To account for that, could you suggest a modification to this that would work for both? Would it be something like this since ? makes it work for htm and html?

RewriteCond %{REQUEST_URI} ^/((?:\w+/)*)index\.html?
RewriteRule index\.html?$ https://example.com/%1 [R=301,NS,L]

lucy24

7:07 pm on Sep 26, 2023 (gmt 0)

WebmasterWorld Senior Member 10+ Year Member Top Contributors Of The Month



Yes, html?$ would cover both htm and html.
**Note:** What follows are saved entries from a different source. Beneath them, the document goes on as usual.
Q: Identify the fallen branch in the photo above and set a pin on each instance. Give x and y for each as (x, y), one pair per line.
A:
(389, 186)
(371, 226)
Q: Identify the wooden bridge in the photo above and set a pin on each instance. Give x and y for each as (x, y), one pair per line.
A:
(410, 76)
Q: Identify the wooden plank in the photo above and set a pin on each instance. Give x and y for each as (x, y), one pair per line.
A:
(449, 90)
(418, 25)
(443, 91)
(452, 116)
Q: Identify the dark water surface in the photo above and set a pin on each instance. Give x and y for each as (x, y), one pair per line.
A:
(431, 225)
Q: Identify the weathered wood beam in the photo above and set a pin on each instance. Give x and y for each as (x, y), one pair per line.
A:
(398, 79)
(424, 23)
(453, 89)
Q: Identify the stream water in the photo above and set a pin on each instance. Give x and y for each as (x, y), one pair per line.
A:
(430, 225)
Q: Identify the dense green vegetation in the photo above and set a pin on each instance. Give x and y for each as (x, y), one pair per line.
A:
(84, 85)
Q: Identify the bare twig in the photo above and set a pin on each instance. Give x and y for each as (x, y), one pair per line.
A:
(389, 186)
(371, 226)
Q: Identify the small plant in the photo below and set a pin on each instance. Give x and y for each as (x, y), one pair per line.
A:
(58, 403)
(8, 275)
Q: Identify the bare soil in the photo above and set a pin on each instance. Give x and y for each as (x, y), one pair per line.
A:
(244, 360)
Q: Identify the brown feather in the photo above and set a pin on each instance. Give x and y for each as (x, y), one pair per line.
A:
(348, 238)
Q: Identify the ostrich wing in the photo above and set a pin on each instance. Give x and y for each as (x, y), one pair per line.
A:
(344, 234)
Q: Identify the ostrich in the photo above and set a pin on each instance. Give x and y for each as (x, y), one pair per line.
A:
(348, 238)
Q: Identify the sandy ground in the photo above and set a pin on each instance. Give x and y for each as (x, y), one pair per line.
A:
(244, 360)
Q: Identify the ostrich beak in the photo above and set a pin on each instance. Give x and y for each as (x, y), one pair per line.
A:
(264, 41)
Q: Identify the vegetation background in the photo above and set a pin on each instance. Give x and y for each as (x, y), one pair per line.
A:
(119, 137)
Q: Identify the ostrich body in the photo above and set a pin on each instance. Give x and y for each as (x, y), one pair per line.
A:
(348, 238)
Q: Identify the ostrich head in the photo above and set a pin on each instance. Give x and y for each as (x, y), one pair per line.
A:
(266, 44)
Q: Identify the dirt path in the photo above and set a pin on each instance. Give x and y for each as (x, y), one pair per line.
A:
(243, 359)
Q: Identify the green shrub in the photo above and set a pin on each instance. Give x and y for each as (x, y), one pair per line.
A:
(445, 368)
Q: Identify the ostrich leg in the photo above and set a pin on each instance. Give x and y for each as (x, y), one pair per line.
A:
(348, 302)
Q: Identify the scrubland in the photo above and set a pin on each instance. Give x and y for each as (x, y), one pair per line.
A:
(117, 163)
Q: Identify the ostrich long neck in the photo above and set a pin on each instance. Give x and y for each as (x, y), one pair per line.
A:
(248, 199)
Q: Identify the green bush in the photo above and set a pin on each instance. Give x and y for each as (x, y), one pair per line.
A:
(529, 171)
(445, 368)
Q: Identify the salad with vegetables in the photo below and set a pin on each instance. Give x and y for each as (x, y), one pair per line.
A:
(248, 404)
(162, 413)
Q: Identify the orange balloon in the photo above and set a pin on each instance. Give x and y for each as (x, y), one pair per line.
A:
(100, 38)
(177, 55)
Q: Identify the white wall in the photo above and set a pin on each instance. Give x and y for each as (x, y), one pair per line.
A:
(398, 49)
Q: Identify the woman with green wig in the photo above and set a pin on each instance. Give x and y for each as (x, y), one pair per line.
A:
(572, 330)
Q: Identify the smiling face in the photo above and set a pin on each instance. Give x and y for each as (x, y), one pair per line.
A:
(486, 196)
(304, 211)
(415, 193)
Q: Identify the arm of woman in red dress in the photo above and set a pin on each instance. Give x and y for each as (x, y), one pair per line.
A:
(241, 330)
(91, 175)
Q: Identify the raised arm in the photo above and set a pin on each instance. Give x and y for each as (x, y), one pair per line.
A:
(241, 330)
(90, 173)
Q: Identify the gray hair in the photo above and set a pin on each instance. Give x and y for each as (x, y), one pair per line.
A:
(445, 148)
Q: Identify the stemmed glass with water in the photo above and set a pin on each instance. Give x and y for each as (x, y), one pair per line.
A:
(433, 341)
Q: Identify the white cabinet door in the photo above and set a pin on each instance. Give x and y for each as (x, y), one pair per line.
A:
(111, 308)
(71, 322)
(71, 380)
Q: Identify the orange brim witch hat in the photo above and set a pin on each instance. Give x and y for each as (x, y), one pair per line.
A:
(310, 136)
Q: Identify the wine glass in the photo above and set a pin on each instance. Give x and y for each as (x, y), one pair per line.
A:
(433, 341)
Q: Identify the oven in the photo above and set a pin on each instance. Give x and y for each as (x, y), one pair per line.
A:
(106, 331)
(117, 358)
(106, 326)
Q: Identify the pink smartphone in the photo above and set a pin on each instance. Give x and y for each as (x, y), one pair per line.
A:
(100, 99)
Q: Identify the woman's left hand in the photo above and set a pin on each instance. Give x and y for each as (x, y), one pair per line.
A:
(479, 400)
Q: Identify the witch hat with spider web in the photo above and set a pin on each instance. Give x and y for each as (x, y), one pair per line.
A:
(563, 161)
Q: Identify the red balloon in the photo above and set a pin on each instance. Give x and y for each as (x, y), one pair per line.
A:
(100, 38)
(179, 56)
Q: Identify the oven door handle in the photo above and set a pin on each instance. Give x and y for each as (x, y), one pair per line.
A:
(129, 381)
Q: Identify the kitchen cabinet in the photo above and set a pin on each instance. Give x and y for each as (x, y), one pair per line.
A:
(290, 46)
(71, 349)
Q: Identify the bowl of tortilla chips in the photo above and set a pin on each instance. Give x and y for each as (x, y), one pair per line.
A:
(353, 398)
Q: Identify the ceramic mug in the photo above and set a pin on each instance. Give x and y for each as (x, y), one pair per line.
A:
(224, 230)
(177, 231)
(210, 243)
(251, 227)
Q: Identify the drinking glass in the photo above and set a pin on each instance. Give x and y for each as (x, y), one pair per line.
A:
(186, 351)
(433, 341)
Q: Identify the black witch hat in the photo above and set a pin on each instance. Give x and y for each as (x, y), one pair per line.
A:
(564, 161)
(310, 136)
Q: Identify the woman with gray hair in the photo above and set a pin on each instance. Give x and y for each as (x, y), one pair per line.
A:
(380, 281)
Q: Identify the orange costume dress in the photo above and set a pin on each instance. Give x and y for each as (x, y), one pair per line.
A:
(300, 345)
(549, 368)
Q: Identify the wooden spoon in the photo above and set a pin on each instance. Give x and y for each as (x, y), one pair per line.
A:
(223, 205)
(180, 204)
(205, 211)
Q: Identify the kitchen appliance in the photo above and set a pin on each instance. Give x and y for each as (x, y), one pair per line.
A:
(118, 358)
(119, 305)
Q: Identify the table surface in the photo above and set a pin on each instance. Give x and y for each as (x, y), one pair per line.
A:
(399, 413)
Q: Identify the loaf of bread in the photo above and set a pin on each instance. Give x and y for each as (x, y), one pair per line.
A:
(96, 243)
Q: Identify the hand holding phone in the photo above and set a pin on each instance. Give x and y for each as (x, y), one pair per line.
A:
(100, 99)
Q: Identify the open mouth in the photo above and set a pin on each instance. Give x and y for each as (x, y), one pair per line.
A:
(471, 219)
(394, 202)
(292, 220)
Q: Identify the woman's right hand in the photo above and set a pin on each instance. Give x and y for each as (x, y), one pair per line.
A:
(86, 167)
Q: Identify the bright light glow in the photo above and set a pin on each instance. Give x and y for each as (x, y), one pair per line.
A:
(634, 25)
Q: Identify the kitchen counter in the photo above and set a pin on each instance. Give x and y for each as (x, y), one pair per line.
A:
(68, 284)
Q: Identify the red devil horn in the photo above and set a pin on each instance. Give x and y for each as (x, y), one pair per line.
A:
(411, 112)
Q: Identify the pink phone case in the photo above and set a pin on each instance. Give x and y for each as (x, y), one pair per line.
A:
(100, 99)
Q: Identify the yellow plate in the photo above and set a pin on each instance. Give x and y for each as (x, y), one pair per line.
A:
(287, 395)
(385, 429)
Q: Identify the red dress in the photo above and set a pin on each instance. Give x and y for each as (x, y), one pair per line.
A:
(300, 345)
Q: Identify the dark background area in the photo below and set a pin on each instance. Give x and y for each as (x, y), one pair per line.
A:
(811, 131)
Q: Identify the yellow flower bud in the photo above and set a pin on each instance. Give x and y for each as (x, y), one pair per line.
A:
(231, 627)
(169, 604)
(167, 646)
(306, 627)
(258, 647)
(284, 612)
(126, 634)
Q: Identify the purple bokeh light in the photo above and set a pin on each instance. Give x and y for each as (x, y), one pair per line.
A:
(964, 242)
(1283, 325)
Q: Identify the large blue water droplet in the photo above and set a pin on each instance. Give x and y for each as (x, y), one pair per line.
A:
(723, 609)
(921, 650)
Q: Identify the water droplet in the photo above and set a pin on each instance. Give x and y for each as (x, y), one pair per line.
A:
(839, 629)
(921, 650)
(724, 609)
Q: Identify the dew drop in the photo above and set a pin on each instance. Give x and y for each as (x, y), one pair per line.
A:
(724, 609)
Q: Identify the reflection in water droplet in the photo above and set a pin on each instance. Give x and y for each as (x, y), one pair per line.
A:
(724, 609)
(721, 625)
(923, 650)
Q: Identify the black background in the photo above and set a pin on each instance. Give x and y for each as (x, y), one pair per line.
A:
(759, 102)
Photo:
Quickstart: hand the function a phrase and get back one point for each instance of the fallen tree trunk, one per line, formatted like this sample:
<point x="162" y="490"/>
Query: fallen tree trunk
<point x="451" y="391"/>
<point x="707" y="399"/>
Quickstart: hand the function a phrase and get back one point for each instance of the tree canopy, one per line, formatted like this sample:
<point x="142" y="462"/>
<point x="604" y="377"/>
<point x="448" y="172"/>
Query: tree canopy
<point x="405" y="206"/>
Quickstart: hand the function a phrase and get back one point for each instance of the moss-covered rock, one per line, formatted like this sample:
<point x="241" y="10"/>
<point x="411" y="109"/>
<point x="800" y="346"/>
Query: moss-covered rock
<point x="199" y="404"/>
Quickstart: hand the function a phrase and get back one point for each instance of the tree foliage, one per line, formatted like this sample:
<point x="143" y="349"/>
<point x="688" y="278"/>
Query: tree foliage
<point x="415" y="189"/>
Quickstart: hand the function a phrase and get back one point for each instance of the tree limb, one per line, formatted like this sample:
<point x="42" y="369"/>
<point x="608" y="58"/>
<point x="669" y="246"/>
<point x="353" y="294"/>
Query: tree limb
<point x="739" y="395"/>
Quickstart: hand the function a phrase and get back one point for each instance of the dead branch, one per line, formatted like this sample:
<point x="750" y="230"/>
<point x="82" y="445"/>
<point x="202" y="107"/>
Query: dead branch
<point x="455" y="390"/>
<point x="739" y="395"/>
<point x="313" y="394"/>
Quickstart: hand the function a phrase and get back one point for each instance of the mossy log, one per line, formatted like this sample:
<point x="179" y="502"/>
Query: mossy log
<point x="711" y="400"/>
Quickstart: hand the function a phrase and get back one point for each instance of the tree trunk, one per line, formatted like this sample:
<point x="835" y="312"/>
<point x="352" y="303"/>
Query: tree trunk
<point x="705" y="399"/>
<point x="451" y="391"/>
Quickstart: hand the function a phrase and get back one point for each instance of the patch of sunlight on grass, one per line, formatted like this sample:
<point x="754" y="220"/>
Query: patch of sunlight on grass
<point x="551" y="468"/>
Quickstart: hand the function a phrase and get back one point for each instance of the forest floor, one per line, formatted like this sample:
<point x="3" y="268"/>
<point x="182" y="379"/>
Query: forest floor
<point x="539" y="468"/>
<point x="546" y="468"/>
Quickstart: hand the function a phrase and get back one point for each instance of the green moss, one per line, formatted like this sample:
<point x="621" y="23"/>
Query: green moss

With the ending anchor $ you have excluded wonky alternatives like “htmx” or “htmlp” and lots of other things that probably don't exist. So unless your sites have weird URLs with .html in the middle and then more stuff after the html (query strings don't count), you don't even need the closing anchor, either in the main rule or its condition.

Psst: You can type in [ quote ] and [/ quote ] manually (omitting the spaces).